In the survey, 81.6 percent of the 4,060 respondents interviewed said they "are suffering from the increase in rents". Among them, 34.8 percent said their quality of life has been "greatly affected by the increase".
The respondents came from 31 different cities across the country, and nearly 70 percent of them were born in the 1980s.
Not surprisingly, those renting a home in big cities like Shanghai and Beijing were being hit the hardest.
On Jan 28, the Shanghai municipal government introduced the first ever property tax on buyers of second homes. The tax was the latest in a series of measures adopted by the central government in the hopes of reining in soaring property prices. The changes have also included restrictions on the number of homes that can be bought and an increase in the minimum down payments required for purchases of second homes.
And the efforts are not confined to Shanghai. Chongqing municipality has also introduced a property tax.
"House rent has increased by 20 percent since mid-2010, and has climbed to a historic high level," said Li Yongzhe, a real estate agent of Gucheng Agency in Shanghai.
"The government's tightening policy has scared away many potential buyers," said Li. "Instead of rushing to buy homes, many have chosen to rent."

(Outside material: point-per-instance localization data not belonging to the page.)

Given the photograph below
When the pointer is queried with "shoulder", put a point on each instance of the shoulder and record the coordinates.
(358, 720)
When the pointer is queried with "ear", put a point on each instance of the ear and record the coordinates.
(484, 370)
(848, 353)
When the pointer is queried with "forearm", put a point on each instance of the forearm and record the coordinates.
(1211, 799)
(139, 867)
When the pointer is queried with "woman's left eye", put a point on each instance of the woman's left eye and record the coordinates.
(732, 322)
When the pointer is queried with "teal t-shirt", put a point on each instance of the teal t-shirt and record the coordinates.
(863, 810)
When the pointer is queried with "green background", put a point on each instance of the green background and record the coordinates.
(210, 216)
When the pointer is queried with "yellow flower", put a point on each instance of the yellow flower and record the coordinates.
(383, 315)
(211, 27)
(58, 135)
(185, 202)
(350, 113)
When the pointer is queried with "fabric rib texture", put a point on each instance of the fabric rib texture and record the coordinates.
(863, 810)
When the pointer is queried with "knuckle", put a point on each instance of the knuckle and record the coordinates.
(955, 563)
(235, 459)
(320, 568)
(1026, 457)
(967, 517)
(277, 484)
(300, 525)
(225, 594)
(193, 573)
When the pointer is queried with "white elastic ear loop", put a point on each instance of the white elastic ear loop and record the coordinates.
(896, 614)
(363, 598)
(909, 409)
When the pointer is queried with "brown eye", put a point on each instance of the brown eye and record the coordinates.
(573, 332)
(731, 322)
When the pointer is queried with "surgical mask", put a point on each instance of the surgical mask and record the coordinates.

That trend, he and other property agents said, has greatly driven up the demand for rental properties in Shanghai.
Shu Wei, a 24-year-old computer engineer from Central China's Hunan province who is now working in Shanghai, is thinking about moving to a remoter place in the city because he can't afford the rising cost of rent, even though he is sharing a two-bedroom apartment with two other people.
"I wouldn't even think of buying a house in Shanghai now," Shu said. "But housing issues have still become a burden for me."
"In the past several years, property prices have not been the only thing that has jumped; commodity prices have undergone a huge increase as well," he said. "Besides, the introduction of the property tax is also adding to the cost of property investment, and landlords are very likely to transfer all of the new costs to tenants."
He Yongfang, a landlord in Shanghai, agreed with Xue's opinion. She said that, while recently signing a contract with a tenant, she raised the rent she charges by 10 percent.
"The price of everything is inflating," said the 53-year-old housewife. "So it's reasonable that I increase my income a little bit."